When they finally arrived at their mountain walk, she looked slightly out of her depth, with her pink complexion, wispy black hair, and petulant lips. Jak was more in his element and strode purposefully along.
As they came to a plantation of fir trees they looked along the endless rows and Jak said, half-jokingly, “Infinity goes on trial!”
“What the hell does that mean?” she murmured, puzzled.
“Oh. It’s just a line from a Bob Dylan song.”
“Hmm. Him again.” She was not impressed. “I think he was talking about museums.”
At a waterfall under the slope of a jagged rock they stopped for a drink.
“I just want to say, Jak, that I like you a lot and we have lots in common, but . . . it has to be said . . . I can’t become your girl-friend. Not like that. I want to be free of any commitment, and I don’t want you to think that you own me or anything, just because we fucked once!”
“OK,” he said, mystified, and counting on his fingers. “But I want to keep seeing you. I like you more than a lot.”
“Ah, that’s the trouble. That’s what men always say. They want to make women feel obliged to respond; to become theirs.”

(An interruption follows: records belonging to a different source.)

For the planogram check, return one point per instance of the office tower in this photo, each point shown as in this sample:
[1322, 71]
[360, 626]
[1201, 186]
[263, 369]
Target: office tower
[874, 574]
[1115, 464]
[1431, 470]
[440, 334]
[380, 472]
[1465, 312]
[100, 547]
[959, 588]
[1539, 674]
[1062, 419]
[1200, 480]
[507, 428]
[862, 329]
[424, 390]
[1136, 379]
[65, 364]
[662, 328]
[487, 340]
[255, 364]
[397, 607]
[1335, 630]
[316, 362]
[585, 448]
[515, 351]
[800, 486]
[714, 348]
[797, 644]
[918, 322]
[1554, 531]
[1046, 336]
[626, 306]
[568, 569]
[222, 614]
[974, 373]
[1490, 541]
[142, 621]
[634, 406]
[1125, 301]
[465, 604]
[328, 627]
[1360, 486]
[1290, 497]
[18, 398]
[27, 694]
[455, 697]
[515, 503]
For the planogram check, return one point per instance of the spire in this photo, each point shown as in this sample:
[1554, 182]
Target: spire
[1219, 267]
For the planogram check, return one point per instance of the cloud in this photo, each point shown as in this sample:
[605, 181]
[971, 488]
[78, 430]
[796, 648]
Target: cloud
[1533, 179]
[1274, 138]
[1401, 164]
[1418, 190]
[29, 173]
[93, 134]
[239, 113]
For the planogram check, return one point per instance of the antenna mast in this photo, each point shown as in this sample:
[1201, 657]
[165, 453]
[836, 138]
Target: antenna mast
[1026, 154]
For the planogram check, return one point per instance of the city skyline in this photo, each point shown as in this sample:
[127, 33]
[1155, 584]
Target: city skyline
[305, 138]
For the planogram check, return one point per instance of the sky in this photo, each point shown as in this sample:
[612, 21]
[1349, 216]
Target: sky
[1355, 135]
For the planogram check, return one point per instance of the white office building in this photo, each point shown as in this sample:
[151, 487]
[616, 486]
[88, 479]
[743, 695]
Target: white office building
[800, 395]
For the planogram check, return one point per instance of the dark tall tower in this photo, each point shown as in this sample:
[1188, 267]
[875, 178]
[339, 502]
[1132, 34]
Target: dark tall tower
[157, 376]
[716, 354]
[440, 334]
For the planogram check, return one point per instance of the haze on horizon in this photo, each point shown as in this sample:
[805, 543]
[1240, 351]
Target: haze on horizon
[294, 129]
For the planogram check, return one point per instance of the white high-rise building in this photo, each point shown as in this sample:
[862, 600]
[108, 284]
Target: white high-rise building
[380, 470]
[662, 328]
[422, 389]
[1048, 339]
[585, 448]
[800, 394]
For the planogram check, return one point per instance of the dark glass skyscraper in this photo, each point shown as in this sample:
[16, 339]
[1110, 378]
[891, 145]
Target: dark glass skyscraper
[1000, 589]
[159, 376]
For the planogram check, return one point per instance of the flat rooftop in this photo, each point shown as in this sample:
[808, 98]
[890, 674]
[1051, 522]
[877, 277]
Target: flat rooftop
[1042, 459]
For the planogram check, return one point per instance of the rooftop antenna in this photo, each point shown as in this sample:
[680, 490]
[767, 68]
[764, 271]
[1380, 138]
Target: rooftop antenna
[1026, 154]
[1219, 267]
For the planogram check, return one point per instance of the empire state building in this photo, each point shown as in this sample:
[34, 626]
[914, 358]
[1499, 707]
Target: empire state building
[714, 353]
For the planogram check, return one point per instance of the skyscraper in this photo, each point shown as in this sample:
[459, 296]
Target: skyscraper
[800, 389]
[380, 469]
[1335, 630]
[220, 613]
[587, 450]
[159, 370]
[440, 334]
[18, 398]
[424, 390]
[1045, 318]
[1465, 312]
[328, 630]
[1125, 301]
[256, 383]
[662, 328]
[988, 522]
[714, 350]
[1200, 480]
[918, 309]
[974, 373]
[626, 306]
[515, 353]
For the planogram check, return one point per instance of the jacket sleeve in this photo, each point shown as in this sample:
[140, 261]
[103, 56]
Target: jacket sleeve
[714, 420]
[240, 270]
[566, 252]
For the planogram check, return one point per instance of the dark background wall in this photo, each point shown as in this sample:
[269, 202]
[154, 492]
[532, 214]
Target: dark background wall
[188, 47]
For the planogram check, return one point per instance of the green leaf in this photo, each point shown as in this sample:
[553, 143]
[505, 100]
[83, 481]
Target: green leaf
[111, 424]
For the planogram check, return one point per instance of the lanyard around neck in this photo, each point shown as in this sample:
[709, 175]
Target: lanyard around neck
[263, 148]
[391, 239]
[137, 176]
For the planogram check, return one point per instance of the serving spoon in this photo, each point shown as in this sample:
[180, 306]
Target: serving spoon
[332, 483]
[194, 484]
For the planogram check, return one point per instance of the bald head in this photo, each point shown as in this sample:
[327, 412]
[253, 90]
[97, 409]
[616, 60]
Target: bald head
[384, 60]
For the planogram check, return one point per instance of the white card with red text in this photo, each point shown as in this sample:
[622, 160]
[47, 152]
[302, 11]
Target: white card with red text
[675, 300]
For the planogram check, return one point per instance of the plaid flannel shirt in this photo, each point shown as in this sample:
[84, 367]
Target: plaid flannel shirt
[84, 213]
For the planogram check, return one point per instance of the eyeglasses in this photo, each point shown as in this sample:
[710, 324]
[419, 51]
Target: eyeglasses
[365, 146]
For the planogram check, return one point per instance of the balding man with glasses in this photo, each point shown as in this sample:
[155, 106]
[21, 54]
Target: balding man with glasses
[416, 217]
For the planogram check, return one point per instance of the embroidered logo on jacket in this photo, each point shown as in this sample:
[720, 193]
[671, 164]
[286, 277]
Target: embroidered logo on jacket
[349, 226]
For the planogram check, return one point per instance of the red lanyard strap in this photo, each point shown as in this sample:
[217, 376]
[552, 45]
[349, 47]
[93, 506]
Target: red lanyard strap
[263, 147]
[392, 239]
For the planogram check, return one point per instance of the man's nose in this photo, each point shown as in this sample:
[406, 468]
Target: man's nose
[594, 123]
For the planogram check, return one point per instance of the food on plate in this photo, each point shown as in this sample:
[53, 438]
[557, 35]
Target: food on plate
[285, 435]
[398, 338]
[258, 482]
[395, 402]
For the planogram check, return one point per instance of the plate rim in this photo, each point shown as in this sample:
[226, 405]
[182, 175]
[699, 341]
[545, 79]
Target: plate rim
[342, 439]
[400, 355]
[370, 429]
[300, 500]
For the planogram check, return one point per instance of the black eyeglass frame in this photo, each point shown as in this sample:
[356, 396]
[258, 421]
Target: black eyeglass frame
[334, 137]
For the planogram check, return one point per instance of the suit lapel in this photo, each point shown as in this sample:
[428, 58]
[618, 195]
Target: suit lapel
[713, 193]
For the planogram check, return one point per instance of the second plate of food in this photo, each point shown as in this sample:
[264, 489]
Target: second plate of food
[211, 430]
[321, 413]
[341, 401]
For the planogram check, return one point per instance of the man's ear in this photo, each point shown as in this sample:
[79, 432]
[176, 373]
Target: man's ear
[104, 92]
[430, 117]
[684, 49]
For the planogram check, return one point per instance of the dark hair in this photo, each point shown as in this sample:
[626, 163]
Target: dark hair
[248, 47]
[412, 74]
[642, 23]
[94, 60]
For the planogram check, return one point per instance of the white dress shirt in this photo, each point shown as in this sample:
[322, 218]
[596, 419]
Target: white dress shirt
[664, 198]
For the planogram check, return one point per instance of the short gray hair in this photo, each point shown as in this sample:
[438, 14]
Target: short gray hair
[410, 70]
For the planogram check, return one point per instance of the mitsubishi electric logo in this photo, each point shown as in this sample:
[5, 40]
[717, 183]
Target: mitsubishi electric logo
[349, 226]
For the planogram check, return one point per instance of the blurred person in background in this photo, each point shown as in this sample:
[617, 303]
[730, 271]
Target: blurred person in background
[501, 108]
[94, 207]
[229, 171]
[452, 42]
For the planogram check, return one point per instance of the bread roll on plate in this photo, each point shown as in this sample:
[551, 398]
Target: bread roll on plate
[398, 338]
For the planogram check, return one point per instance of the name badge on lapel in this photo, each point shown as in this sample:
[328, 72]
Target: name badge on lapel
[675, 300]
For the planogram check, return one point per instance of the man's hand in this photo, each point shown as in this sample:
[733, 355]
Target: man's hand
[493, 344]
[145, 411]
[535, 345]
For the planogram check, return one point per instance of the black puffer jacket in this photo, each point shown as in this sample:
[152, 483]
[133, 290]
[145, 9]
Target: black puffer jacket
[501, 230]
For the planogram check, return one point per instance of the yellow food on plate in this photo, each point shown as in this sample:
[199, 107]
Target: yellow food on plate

“Honestly, it’s not like that. I love your independence, your competence, the way you have made your own life for yourself. It can’t be easy moving from your home country to a strange place and teaching mathematics to a class of unruly kids.”
“There you go again! It’s no harder for a woman than a man. Why do you think we are so helpless and weak?”
His protestations were to no avail and they lapsed into silence rather sourly and regretfully, especially when he told her that his ex-wife was coming at the weekend to discuss their impending divorce.
They come to the edge of a clearing and Rachel whispered to Jak to get down quick. They could see a convoy of white lorries and men milling about in white coveralls and face masks.
“Why are they wearing snow suits? It’s all melted down here,” whispered Jak, surprised at the sudden appearance of binoculars in her gloved hands. He was even more surprised when she started taking photographs with a tiny Japanese camera.
“They’re not snow suits,” she hissed. “It’s a nuclear decontamination team getting ready to rush across the border when the time comes!”
“What time? What’s this all about?”
She had to get back to Moscow to inform Dmitri, but first she pulled down the zip of her walking trousers and guided Jak’s hand inside, where it was warm, soft and moist. She was wearing no knickers! They lay for a few moments in the bracken, as her excitement and pent-up energy was released.
“We must rush back!” she whispered.
Jak fell for it, thinking that she wanted more of him back at his flat in Moscow, and they crawled away backwards on their stomachs into the undergrowth, where they cautiously rose, then raced back the way they came to his car.